Daniel was losing himself in his lust for me. He was shaking, and so was I.

"Tonight, we will make love, Daniel. I've wanted this for years. I give my everything to you. Do you understand?"

He shook his head.

"We are married now. My body--all of it--is yours to pleasure yourself with. And I will pleasure myself with you. Over and over, again and again."

"My God, Emma. You are so beautiful. Look at you! A gorgeous Italian beauty! I love you so much. I am the luckiest man in the world that you could love me as I love you."

"And you are my ebony stud. You are so beautiful to me, Daniel. I have lusted after you since the first day we met. Do you remember?"

"How could I forget? Freshman year. Sitting in class, and in walks the woman of my dreams! A vision. So elegant and poised. I knew then I wanted to marry you."

"You did?"

"Oh, yes. It was love at first sight. I would have waited my entire life to be with you."

"Wait no longer, my love. I am yours. Take me. Take all of me. Whatever you desire. Anything."

"Anything? What do you mean?"

"All my body is yours now, Daniel. And all your body is mine. I mean to take it. I want you to take me, in any way you imagine. But first, I want you to make love to me. To enter me. To cum inside me and seal our marriage in our pleasure and love. I want to lie back and feel you enter me."

"Okay," replied Daniel, simply. His eyes looked wild.
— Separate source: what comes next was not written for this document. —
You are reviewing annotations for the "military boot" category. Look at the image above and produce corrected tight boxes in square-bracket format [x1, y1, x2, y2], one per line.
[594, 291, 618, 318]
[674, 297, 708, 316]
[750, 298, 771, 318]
I moved to him, crossing the distance in two steps, and pressed myself to him. My mouth found his with hunger and I groaned at the feel of his hard cock pressing between us, reaching up past my belly button. We kissed, our tongues dancing, our hands caressing and exploring. His fingers found my wet slit and slid down along my clit and into my depths. I groaned into his mouth and reached down and took his hard, hot penis into my gentle hand. I stroked him, savouring the glorious hardness and maleness of him.

We shuffled to the bed and flopped down hard on our sides. We squirmed our way further up the bed until we found the pillows. Rose petals clung to us. All that existed was his body and mine and the pleasures we would pull from one another.

I found myself on my back, my legs spread in a delicious wanton way I was now free to enjoy. Daniel crawled up between my legs until he lay on me, his cock pressed against my wet labia, spreading them apart and rubbing deliciously on my clit. We necked hard. My tongue driving into his mouth with desire. His tongue rammed into my mouth, and we sucked on each other's tongues, swallowing our spit, and sinking into each other's souls.

My mind was purely on my vagina. An ache I hadn't felt before burned down there. My pussy felt more alive than ever before. I was intimately aware of every little feeling. Wetness poured from me. I could feel the rivulets escaping me. My pussy felt like it was opening on its own. Spreading for my husband. My man. My lover. My best friend in the whole wide world.